Images non contractuelles

Attention, cet article risque de vous faire mal aux yeux! Il va montrer le décalage existant entre les projets immobiliers et… la réalité. Il faut parfois faire un effort d’imagination car dans le domaine de l’illustration architecturale et immobilière, il est possible d’aller très loin dans la réalisation d’un fantasme urbain.

On voit souvent dans la rue de grands panneaux en 4×3 nous indiquant « ici bientôt » avec une magnifique image de synthèse présentant un non moins magnifique bâtiment, avec inscrit en tous petits caractères « image non contractuelle ».

Mon propos n’est pas ici de discuter l’intérêt architectural, plutôt discutable, de la promotion immobilière en général. L’objectif est de montrer la manière dont l’environnement urbain, et en particulier les espaces publics, sont traités par les dessinateurs-illustrateurs de projets immobiliers.

L’intérêt étant de comparer entre le projet et la réalité, la différence pouvant faire sens, j’ai donc cherché des projets immobiliers terminés afin de pouvoir mettre en vis-à-vis image fantasmée et réalité de l’espace public. Pour ce faire, j’ai pris des projets au hasard en France sur les sites de promotion immobilière et j’ai cherché ensuite leur réalisation effective sur Google Street View.

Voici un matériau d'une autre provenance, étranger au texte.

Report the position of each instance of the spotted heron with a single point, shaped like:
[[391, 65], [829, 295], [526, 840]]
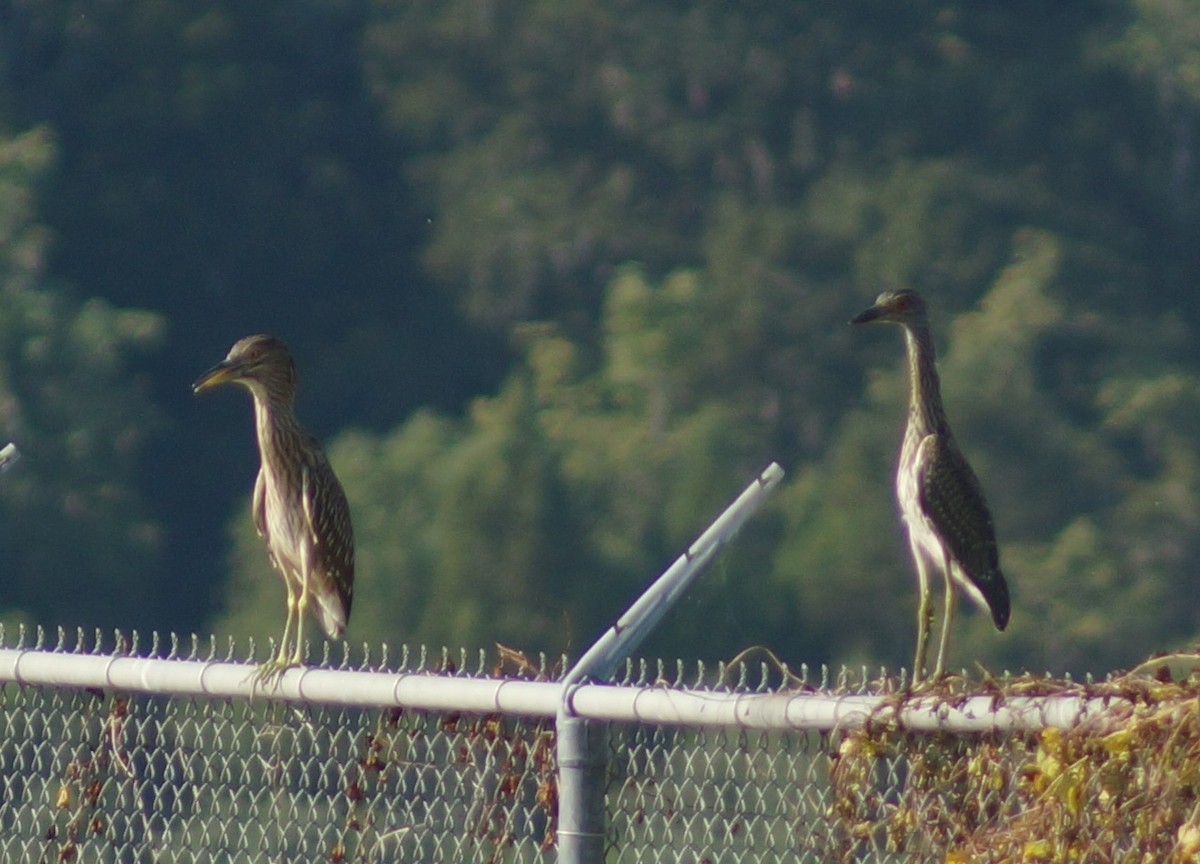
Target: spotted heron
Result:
[[942, 503], [298, 505]]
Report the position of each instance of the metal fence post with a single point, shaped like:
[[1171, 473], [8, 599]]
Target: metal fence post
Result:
[[582, 759]]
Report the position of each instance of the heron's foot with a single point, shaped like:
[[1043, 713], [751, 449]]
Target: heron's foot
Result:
[[269, 673]]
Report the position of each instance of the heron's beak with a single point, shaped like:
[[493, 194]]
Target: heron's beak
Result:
[[222, 372], [869, 315]]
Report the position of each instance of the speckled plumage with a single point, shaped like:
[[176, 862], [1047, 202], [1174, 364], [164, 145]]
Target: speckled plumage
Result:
[[941, 499], [299, 507]]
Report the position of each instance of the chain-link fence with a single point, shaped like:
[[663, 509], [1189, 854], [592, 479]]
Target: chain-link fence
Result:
[[100, 773]]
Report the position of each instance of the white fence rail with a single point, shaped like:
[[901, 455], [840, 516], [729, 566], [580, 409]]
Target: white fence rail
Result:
[[149, 759]]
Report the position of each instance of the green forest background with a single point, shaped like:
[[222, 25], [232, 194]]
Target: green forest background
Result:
[[562, 276]]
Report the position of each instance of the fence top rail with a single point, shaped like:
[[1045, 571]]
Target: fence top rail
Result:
[[654, 705]]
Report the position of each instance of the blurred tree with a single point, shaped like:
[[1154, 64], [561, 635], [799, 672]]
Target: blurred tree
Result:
[[1071, 493], [551, 504], [77, 543]]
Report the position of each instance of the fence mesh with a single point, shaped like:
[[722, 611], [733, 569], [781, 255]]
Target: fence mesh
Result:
[[93, 775]]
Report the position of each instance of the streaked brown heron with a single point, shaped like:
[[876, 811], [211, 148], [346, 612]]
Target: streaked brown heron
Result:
[[941, 499], [299, 505]]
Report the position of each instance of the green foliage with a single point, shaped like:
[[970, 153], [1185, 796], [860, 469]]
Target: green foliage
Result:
[[76, 535], [670, 211]]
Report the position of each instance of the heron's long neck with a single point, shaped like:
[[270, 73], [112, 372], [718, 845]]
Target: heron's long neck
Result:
[[925, 412], [279, 431]]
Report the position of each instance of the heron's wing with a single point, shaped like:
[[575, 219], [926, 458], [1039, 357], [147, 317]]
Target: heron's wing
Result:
[[952, 499], [331, 537]]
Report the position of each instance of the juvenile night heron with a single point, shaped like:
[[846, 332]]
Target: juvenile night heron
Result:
[[942, 503], [299, 507]]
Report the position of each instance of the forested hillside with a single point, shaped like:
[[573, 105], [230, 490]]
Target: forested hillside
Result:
[[561, 276]]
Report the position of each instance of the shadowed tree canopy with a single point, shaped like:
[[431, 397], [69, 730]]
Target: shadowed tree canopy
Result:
[[561, 276]]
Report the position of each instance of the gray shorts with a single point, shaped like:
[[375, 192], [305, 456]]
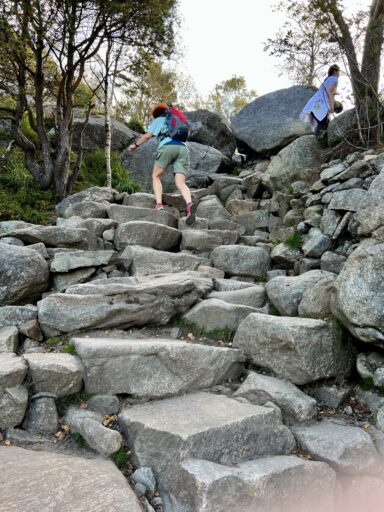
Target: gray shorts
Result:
[[173, 154]]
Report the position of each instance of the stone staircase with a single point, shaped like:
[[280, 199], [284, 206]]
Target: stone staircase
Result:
[[222, 428]]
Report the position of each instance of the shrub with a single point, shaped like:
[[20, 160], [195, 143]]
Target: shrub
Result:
[[93, 173], [120, 458], [136, 125], [20, 196]]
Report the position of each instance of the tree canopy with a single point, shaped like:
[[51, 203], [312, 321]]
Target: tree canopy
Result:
[[68, 33], [230, 96]]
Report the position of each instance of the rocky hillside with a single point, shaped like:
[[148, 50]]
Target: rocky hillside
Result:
[[236, 364]]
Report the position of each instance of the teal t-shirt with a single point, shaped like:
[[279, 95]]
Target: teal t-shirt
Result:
[[158, 128]]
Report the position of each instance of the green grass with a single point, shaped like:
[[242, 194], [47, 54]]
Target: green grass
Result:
[[79, 439], [20, 196], [64, 402], [225, 334], [367, 384], [69, 349], [120, 458], [4, 134], [22, 199], [61, 342], [93, 173], [294, 241]]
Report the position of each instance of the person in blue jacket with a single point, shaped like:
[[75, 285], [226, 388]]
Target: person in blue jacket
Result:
[[318, 108]]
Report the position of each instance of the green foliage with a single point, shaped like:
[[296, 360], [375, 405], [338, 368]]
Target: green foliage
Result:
[[225, 334], [79, 439], [230, 96], [93, 173], [305, 53], [120, 458], [28, 131], [4, 134], [367, 384], [69, 349], [64, 402], [294, 241], [149, 83], [83, 95], [136, 125], [20, 196], [61, 344]]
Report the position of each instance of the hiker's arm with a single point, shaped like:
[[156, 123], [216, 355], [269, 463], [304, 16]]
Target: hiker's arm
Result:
[[331, 94], [141, 140]]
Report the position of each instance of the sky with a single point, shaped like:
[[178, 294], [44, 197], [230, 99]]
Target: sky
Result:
[[222, 38]]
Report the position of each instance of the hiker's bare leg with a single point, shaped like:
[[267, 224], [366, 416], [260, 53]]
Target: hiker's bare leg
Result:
[[182, 187], [156, 183]]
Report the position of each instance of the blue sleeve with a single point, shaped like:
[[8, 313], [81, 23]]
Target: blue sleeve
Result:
[[156, 126], [331, 80]]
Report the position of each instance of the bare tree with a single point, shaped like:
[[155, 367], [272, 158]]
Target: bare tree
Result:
[[70, 32]]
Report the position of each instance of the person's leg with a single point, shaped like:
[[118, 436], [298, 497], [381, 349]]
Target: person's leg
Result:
[[156, 183], [182, 187], [186, 193]]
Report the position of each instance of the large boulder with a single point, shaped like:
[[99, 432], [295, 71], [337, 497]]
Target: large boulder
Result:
[[295, 405], [147, 234], [13, 396], [17, 315], [62, 483], [241, 260], [271, 121], [340, 126], [24, 275], [359, 298], [298, 161], [203, 425], [122, 214], [97, 194], [56, 236], [205, 160], [370, 214], [301, 350], [286, 292], [61, 374], [347, 449], [114, 302], [215, 314], [94, 134], [146, 261], [211, 129], [154, 368], [270, 484]]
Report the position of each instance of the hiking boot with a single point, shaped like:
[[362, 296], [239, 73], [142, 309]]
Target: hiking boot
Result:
[[191, 213]]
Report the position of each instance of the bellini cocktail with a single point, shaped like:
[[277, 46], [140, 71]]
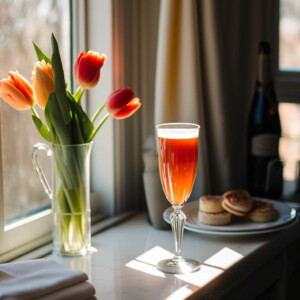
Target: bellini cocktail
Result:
[[178, 159]]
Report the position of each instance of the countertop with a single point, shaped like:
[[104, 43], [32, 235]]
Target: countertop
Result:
[[233, 267]]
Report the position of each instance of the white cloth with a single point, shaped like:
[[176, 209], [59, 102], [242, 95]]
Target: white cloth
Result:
[[43, 279]]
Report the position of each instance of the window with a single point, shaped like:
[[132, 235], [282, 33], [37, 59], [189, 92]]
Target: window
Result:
[[23, 202], [288, 86]]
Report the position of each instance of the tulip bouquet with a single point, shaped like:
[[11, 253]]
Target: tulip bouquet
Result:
[[70, 131]]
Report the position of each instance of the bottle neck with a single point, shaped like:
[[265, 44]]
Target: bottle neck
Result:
[[264, 76]]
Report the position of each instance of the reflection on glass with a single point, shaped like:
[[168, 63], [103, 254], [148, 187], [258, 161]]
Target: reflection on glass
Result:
[[21, 22]]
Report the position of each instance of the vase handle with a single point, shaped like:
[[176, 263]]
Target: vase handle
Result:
[[37, 166]]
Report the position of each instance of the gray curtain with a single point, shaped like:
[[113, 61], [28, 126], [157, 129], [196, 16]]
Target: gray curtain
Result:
[[223, 47]]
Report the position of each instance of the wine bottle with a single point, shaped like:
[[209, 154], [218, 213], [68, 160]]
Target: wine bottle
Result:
[[264, 131]]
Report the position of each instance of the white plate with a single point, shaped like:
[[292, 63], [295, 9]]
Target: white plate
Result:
[[238, 225]]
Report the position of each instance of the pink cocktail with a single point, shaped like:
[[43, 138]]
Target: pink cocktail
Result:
[[178, 159]]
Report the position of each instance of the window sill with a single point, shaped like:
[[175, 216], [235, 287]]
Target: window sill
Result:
[[100, 223], [124, 265]]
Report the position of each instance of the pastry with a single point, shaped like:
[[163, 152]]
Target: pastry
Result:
[[237, 202]]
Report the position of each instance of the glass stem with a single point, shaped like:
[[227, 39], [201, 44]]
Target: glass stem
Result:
[[178, 219]]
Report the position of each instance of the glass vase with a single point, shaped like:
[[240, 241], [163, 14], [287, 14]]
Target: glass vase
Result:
[[70, 195]]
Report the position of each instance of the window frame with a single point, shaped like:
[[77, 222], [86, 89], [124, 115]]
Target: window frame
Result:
[[35, 230], [113, 192]]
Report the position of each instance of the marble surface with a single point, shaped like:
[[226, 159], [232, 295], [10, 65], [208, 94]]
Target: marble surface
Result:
[[124, 265]]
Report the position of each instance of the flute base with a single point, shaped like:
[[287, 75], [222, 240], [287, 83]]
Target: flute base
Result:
[[178, 265]]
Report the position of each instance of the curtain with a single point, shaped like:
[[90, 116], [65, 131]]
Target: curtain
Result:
[[205, 73]]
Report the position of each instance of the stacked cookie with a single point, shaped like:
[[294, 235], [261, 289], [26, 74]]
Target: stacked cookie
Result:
[[211, 211], [217, 210]]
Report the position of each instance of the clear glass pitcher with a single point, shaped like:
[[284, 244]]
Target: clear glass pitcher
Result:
[[70, 195]]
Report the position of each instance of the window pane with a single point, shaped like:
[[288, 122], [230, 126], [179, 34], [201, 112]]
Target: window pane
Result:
[[289, 146], [22, 21], [289, 35]]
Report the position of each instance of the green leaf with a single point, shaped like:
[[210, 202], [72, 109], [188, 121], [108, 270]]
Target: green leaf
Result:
[[85, 126], [60, 85], [62, 130], [42, 128], [40, 54], [54, 138]]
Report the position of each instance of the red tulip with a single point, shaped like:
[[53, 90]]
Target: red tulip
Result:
[[87, 69], [17, 91], [122, 104]]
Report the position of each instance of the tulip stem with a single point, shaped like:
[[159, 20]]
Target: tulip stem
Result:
[[98, 112], [98, 127], [78, 94], [34, 112]]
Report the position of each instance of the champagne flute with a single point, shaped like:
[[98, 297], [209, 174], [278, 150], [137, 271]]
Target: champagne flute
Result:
[[178, 159]]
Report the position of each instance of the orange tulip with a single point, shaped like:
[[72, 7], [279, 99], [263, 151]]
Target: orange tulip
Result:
[[87, 69], [122, 104], [17, 91], [43, 82]]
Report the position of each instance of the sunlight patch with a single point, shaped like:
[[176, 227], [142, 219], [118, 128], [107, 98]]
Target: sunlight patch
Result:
[[224, 258]]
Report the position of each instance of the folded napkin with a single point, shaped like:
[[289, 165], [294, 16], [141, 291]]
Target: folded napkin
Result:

L’exercice n’est pas facile, car les promoteurs font disparaître assez vite les images de synthèse une fois les projets réalisés. On peut prendre les clients potentiels pour des gogos, mais il ne faut pas pousser le bouchon trop loin non plus. En effet, si les clients constatent un décalage trop important entre projet et réalité, ils pourraient bien prendre conscience que l’on se moque d’eux…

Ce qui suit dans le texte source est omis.